Egypt’s foreign minister Sameh Shoukry arrived in Turkey on Monday to show solidarity with the quake-hit country, in the first high-level visit from Egypt since relations between Ankara and Cairo started to improve after years of friction.
Shoukry travelled to the southern Turkish city of Mersin from Syria - part of a two-legged trip seeking to convey Egypt’s solidarity with the earthquake-stricken populations.
Diplomatic relations between Ankara and Cairo have been frosty for almost a decade. Erdogan was a close ally of Egypt’s previous democratically elected president, Mohammed Morsi, who was ousted by the military amid widespread protests in 2013.
Turkey in recent years abandoned its critical approach to Egyptian President Abdel Fattah el-Sissi’s government, as it tried to repair the frayed ties. In November, Erdogan and Sisi were photographed shaking hands during the World Cup in Qatar.
Egypt's neighbour Libya remains a point of conflict between the two governments, with each backing rival administrations that divide the country’s east and west.
"What is important for us is to bring the relationships back to the old level and to take them very far in the interests of both countries in accordance with their common interest," Shoukry told reporters, during a joint news conference with his Turkish counterpart, Mevlut Cavusoglu.
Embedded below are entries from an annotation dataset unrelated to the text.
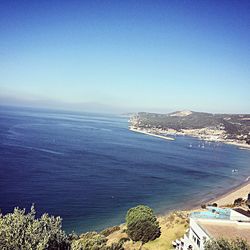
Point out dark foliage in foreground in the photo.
[126,205,161,243]
[0,206,70,250]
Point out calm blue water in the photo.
[0,107,250,232]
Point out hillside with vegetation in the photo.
[130,111,250,145]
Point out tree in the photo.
[205,238,250,250]
[126,205,161,243]
[71,232,107,250]
[0,206,70,250]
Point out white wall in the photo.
[230,209,250,221]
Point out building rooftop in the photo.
[233,208,250,218]
[197,219,250,243]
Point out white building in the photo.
[174,207,250,250]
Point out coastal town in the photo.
[129,111,250,149]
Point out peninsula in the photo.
[129,111,250,149]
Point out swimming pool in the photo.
[191,206,231,220]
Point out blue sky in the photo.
[0,0,250,113]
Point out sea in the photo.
[0,106,250,233]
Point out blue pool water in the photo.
[191,207,231,220]
[0,106,250,232]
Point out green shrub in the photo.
[71,232,107,250]
[0,206,70,250]
[126,205,161,243]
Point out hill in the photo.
[130,111,250,146]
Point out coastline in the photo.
[129,126,250,210]
[129,127,175,141]
[129,126,250,150]
[209,180,250,206]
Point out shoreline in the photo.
[129,126,250,150]
[129,127,250,210]
[129,127,175,141]
[209,177,250,206]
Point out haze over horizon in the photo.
[0,0,250,113]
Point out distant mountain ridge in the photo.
[130,110,250,145]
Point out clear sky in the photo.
[0,0,250,113]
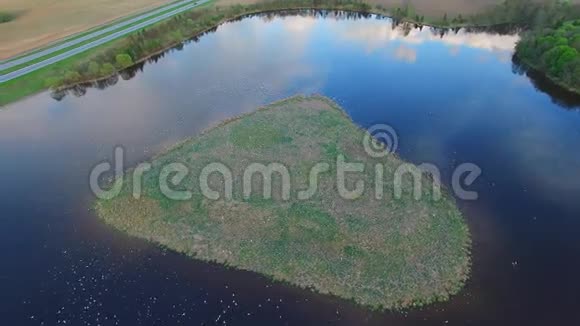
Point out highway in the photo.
[0,0,211,83]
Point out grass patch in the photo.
[95,96,470,309]
[0,11,16,24]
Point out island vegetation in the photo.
[516,20,580,93]
[95,96,471,309]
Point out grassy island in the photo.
[516,20,580,93]
[95,96,470,309]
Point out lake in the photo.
[0,12,580,325]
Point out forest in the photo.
[516,19,580,91]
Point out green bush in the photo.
[88,61,101,77]
[516,20,580,90]
[101,63,116,77]
[0,12,16,24]
[115,53,133,69]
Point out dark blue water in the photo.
[0,11,580,326]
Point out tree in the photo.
[115,53,133,69]
[88,61,100,77]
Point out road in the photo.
[0,0,211,84]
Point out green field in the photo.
[95,96,470,309]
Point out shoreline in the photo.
[48,6,510,91]
[0,2,524,107]
[92,95,472,311]
[514,51,580,96]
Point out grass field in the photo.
[95,96,470,309]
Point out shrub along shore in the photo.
[0,0,576,105]
[95,96,471,309]
[516,20,580,94]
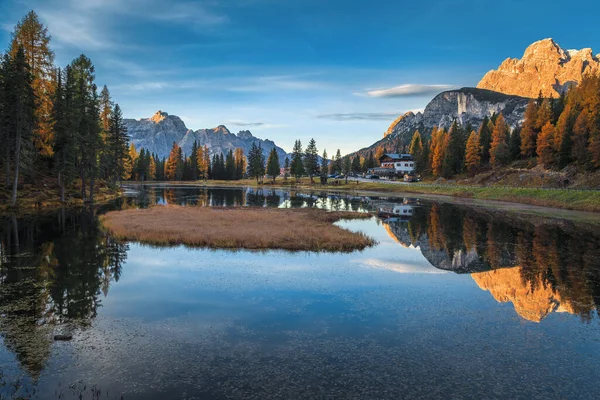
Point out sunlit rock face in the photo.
[471,267,574,322]
[477,39,600,98]
[124,111,286,163]
[384,88,528,147]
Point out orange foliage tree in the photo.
[465,131,481,175]
[537,121,555,168]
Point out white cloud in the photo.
[367,84,456,97]
[317,111,402,121]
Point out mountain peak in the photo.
[477,38,600,98]
[150,110,169,124]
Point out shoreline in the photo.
[124,178,600,221]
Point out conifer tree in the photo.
[164,142,181,181]
[333,149,343,174]
[106,104,130,184]
[189,140,200,181]
[283,156,290,180]
[478,116,492,164]
[304,139,319,183]
[509,128,521,160]
[267,147,280,184]
[290,140,305,180]
[225,149,236,180]
[342,156,352,183]
[536,121,554,168]
[233,147,247,179]
[352,154,361,174]
[321,149,329,178]
[490,114,510,168]
[521,100,538,157]
[8,47,35,207]
[465,131,481,175]
[10,11,56,157]
[408,130,425,172]
[571,112,590,166]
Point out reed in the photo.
[100,205,375,252]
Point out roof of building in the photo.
[379,153,412,160]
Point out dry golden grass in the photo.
[100,206,375,251]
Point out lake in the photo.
[0,186,600,399]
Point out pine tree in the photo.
[189,140,200,181]
[490,114,510,168]
[521,100,538,157]
[7,47,35,207]
[465,131,481,175]
[248,143,265,183]
[408,130,426,172]
[304,139,319,183]
[431,129,448,176]
[342,156,352,183]
[509,128,521,160]
[290,140,305,180]
[10,11,56,157]
[352,154,361,174]
[571,111,591,166]
[164,142,181,181]
[283,156,290,180]
[536,121,554,168]
[478,116,492,164]
[234,147,248,179]
[107,104,130,184]
[225,150,235,180]
[267,147,281,184]
[333,149,343,174]
[442,121,466,178]
[554,104,577,168]
[321,149,329,178]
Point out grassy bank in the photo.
[100,206,375,251]
[130,178,600,212]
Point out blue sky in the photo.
[0,0,600,154]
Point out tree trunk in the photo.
[10,124,21,207]
[79,168,85,203]
[90,170,96,204]
[4,146,10,190]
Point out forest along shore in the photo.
[127,178,600,212]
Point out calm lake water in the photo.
[0,187,600,399]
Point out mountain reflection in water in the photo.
[0,187,600,398]
[383,203,600,322]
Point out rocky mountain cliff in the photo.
[124,111,287,163]
[358,88,529,156]
[477,39,600,98]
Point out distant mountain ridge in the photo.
[477,39,600,98]
[350,88,529,156]
[123,110,287,164]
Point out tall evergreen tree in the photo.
[8,48,35,207]
[320,149,329,178]
[478,116,492,164]
[10,11,56,157]
[304,139,319,183]
[107,104,127,184]
[267,147,281,184]
[290,140,305,180]
[465,131,481,175]
[490,114,510,168]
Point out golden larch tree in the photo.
[465,131,481,175]
[537,121,555,168]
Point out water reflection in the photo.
[384,204,600,322]
[0,210,128,379]
[0,187,600,398]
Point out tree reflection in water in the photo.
[0,206,128,380]
[384,204,600,322]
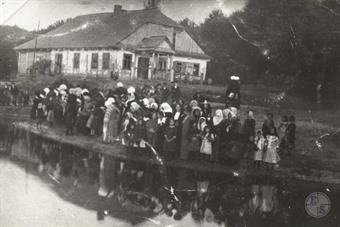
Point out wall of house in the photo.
[173,56,209,80]
[18,51,51,74]
[175,30,204,54]
[51,49,135,79]
[122,23,204,54]
[122,23,174,46]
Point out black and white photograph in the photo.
[0,0,340,227]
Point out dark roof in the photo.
[15,9,183,50]
[175,51,212,60]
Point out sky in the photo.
[0,0,246,30]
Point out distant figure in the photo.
[36,101,45,130]
[226,76,241,108]
[254,130,268,168]
[262,113,274,137]
[263,127,280,169]
[163,118,177,160]
[278,115,288,151]
[286,116,296,155]
[316,84,322,104]
[31,91,41,120]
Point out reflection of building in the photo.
[15,5,209,80]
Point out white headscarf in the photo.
[213,109,223,126]
[159,102,172,113]
[105,97,116,107]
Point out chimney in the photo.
[113,5,124,15]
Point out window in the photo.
[91,54,98,69]
[193,64,200,76]
[158,58,167,71]
[123,54,132,70]
[103,53,110,69]
[73,53,80,69]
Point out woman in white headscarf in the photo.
[212,109,225,162]
[103,97,120,143]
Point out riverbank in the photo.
[14,121,340,184]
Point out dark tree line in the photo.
[180,0,340,98]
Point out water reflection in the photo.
[0,123,340,226]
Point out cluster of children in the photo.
[0,82,30,106]
[31,79,295,168]
[254,113,296,168]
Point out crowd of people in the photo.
[31,76,296,168]
[0,82,30,106]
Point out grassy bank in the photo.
[9,76,340,172]
[14,76,313,109]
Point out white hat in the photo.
[127,87,136,94]
[159,102,172,113]
[230,75,240,80]
[74,87,83,96]
[105,97,116,107]
[130,102,140,112]
[59,90,66,96]
[44,87,50,95]
[58,84,67,90]
[143,98,150,107]
[229,107,237,117]
[150,102,158,110]
[117,82,124,87]
[81,88,90,95]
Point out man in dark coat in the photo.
[226,76,241,108]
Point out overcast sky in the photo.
[0,0,246,30]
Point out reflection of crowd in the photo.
[3,121,298,226]
[31,76,295,166]
[0,83,30,106]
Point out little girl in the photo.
[263,127,280,169]
[125,119,137,148]
[200,126,215,160]
[36,102,45,130]
[163,118,177,160]
[254,130,267,168]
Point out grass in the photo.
[8,76,340,172]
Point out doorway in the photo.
[54,54,63,75]
[137,57,150,80]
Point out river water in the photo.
[0,122,340,227]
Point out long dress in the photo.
[180,116,191,160]
[103,105,113,143]
[146,119,157,147]
[200,134,215,155]
[163,126,177,160]
[31,96,41,120]
[263,135,280,164]
[108,105,120,141]
[254,137,266,161]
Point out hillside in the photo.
[0,25,34,45]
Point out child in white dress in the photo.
[254,130,267,168]
[200,126,215,160]
[263,127,280,169]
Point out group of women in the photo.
[31,82,294,167]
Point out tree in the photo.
[200,10,266,83]
[0,39,17,79]
[233,0,340,100]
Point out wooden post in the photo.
[32,20,40,65]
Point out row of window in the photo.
[174,61,200,76]
[73,53,132,70]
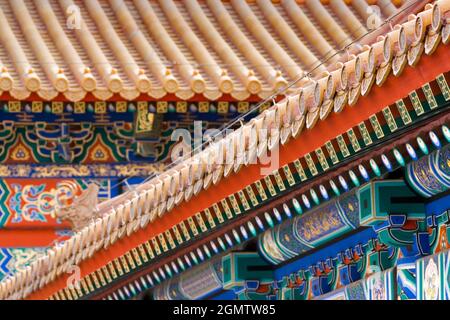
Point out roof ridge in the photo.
[0,0,450,299]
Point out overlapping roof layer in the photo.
[0,0,403,101]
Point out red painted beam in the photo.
[27,45,450,299]
[0,228,68,248]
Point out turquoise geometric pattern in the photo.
[417,250,450,300]
[406,145,450,198]
[258,191,359,264]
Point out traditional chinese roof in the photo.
[0,0,403,101]
[0,0,450,298]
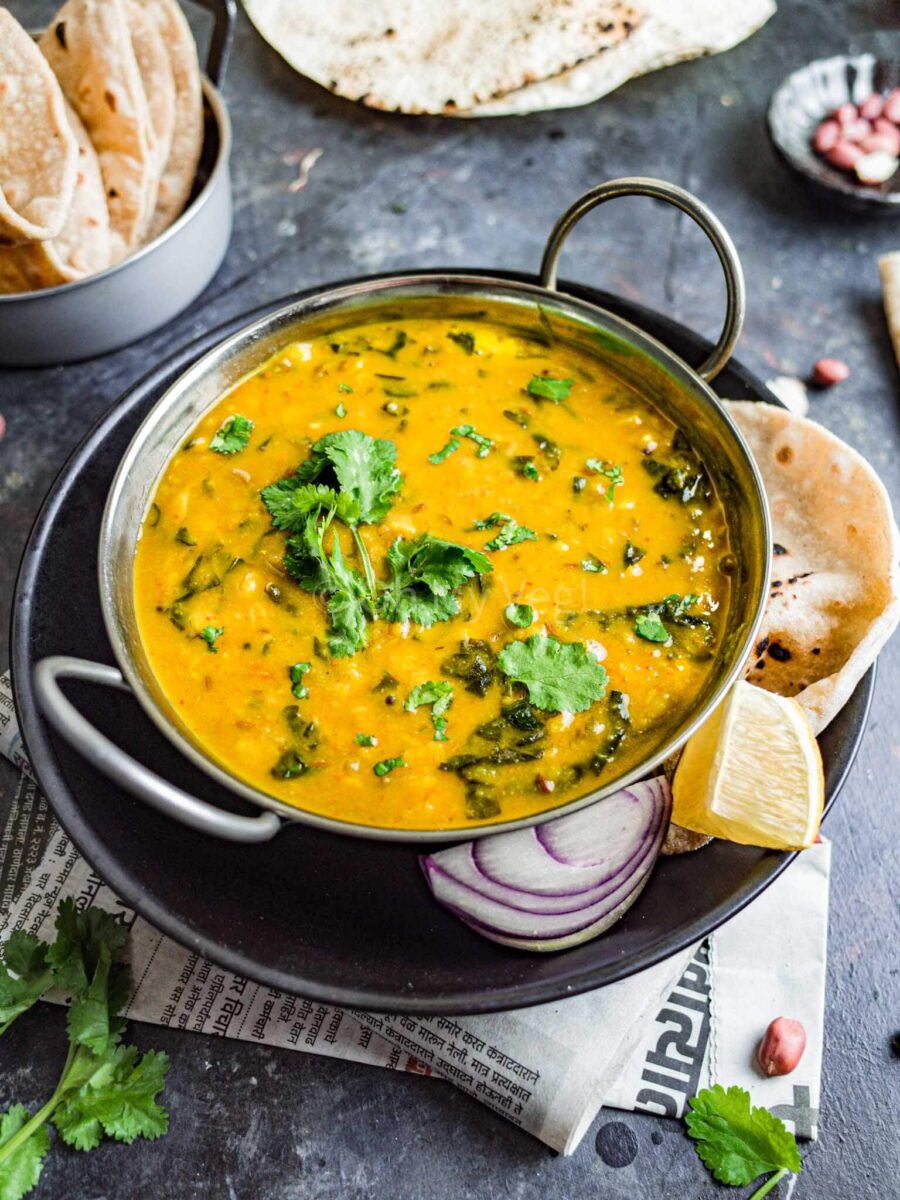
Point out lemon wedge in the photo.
[672,682,824,850]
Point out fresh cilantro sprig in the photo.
[197,625,224,654]
[526,376,575,404]
[403,679,454,742]
[0,899,168,1200]
[497,634,607,713]
[378,533,493,628]
[209,413,253,454]
[475,512,538,552]
[684,1084,803,1200]
[503,604,538,629]
[260,430,491,657]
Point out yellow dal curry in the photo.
[136,318,733,830]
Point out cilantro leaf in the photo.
[635,612,668,642]
[497,634,607,713]
[403,679,454,742]
[378,533,493,628]
[259,475,359,533]
[292,430,403,526]
[446,331,475,354]
[0,1104,50,1200]
[372,756,407,779]
[485,514,538,551]
[209,413,253,454]
[450,425,493,458]
[197,625,224,654]
[53,1046,169,1150]
[526,376,575,404]
[684,1084,803,1187]
[472,512,515,529]
[0,929,53,1032]
[503,604,538,629]
[428,438,461,467]
[278,508,372,657]
[581,554,610,575]
[47,898,128,996]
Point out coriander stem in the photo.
[0,1045,77,1164]
[352,526,378,605]
[748,1166,787,1200]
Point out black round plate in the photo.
[768,54,900,216]
[12,272,872,1013]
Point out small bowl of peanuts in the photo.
[768,54,900,215]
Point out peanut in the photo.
[812,359,850,388]
[756,1016,806,1075]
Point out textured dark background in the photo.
[0,0,900,1200]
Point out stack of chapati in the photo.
[0,0,203,293]
[244,0,775,116]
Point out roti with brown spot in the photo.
[40,0,157,262]
[725,401,900,733]
[245,0,642,113]
[0,8,78,244]
[0,103,110,293]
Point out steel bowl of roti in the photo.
[26,179,772,841]
[0,0,234,366]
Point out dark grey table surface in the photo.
[0,0,900,1200]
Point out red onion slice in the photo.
[421,778,671,952]
[472,779,665,895]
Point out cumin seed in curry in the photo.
[136,318,730,830]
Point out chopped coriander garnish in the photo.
[403,679,454,742]
[209,413,253,454]
[503,408,532,430]
[294,662,311,700]
[581,554,610,575]
[635,612,668,642]
[503,604,538,629]
[372,756,407,779]
[450,425,493,458]
[0,898,169,1200]
[428,438,460,467]
[485,514,538,551]
[497,634,607,713]
[378,533,493,628]
[526,376,575,404]
[472,512,514,529]
[584,458,625,505]
[446,332,475,354]
[197,625,224,654]
[515,455,541,484]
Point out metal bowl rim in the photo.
[0,74,232,305]
[97,271,773,844]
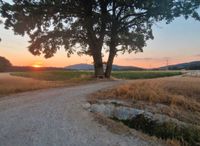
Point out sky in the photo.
[0,3,200,68]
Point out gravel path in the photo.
[0,81,162,146]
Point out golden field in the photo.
[89,76,200,126]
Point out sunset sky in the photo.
[0,9,200,68]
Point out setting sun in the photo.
[32,61,42,68]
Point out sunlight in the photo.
[32,61,43,68]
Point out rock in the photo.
[82,103,91,109]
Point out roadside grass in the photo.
[11,71,93,81]
[11,71,182,81]
[89,77,200,145]
[0,71,95,96]
[112,71,182,79]
[0,70,180,96]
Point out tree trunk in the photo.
[105,52,115,78]
[92,48,104,78]
[105,37,116,78]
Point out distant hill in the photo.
[65,64,143,70]
[0,56,12,72]
[159,61,200,70]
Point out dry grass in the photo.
[0,73,59,96]
[0,73,94,96]
[90,77,200,125]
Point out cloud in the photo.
[124,57,172,61]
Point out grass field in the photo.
[89,77,200,146]
[0,71,180,96]
[0,72,94,96]
[11,71,181,81]
[11,71,93,81]
[112,71,182,79]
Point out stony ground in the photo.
[0,81,166,146]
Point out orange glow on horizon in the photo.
[32,61,43,68]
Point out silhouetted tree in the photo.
[0,56,12,72]
[0,0,200,77]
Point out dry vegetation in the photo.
[0,73,94,96]
[90,77,200,125]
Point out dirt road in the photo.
[0,81,162,146]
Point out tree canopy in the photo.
[0,0,200,77]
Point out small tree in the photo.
[0,0,200,78]
[0,56,12,72]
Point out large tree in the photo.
[0,0,200,77]
[0,56,12,72]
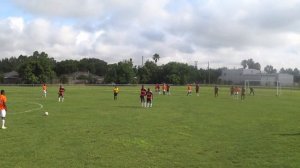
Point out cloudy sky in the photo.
[0,0,300,69]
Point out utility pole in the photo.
[207,61,210,84]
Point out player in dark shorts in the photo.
[196,84,200,96]
[230,86,234,96]
[214,86,219,97]
[241,87,246,100]
[58,85,65,102]
[167,84,171,95]
[140,85,147,107]
[146,88,153,107]
[250,87,254,96]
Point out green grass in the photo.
[0,86,300,168]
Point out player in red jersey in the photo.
[146,88,153,107]
[140,85,147,107]
[58,85,65,102]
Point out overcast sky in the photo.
[0,0,300,69]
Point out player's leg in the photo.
[1,109,6,129]
[140,96,145,107]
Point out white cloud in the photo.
[0,0,300,68]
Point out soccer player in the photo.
[43,83,47,98]
[196,83,200,96]
[140,85,147,107]
[234,86,240,99]
[155,83,160,94]
[113,86,120,100]
[58,85,66,102]
[0,90,7,129]
[241,87,246,100]
[230,86,234,96]
[186,84,192,96]
[250,87,254,96]
[167,84,171,95]
[214,85,219,97]
[146,88,153,107]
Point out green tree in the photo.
[18,51,56,84]
[264,65,277,74]
[152,53,160,63]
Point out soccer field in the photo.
[0,86,300,168]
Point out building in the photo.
[219,69,294,86]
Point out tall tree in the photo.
[152,53,160,63]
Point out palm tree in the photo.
[152,53,159,63]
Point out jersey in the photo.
[113,88,119,93]
[0,95,7,110]
[196,85,199,92]
[146,91,153,100]
[140,89,147,97]
[58,87,65,96]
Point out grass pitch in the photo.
[0,86,300,168]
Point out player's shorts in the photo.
[140,96,145,103]
[0,109,6,117]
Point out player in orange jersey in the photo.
[0,90,7,129]
[43,83,47,98]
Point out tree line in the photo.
[0,51,299,85]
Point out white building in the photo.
[219,69,294,86]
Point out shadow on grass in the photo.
[278,132,300,136]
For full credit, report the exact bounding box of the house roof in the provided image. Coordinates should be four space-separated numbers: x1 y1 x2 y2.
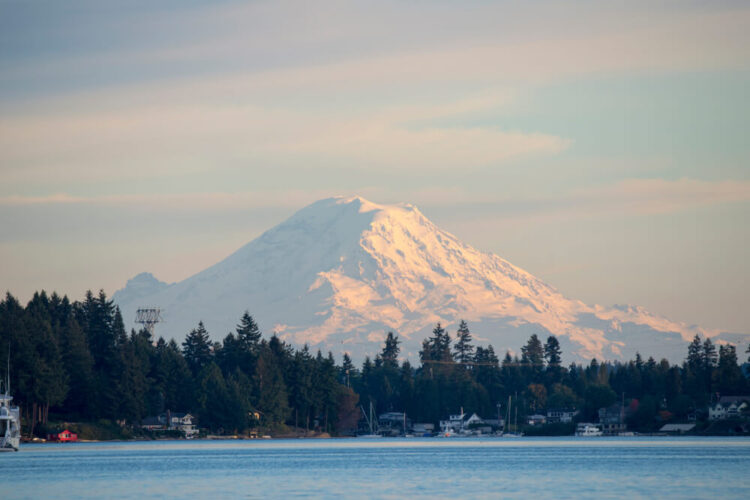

The two stood in front of an Egyptian aid ship that docked at the port of Mersin. Cairo has sent numerous consignments of aid to Turkey since the earthquake struck on 6 February, killing tens of thousands in Turkey and Syria.
"Friendship and brotherhood become apparent during times of difficulties and the Egyptian state and people have shown that they are the Turkish people's friends and brothers during these difficult times," Cavusoglu said.
The Turkish minister continued: "We are opening a new page in our relations. The development of ties between Turkey and Egypt is to both countries’ benefit."
The massive earthquake that struck Turkey and Syria has killed more than 50,000 people in both countries and led to the collapse or serious damage of 173,000 buildings in Turkey.
On Monday, another earthquake shook southern Turkey, causing some already damaged buildings to collapse and killing at least one person.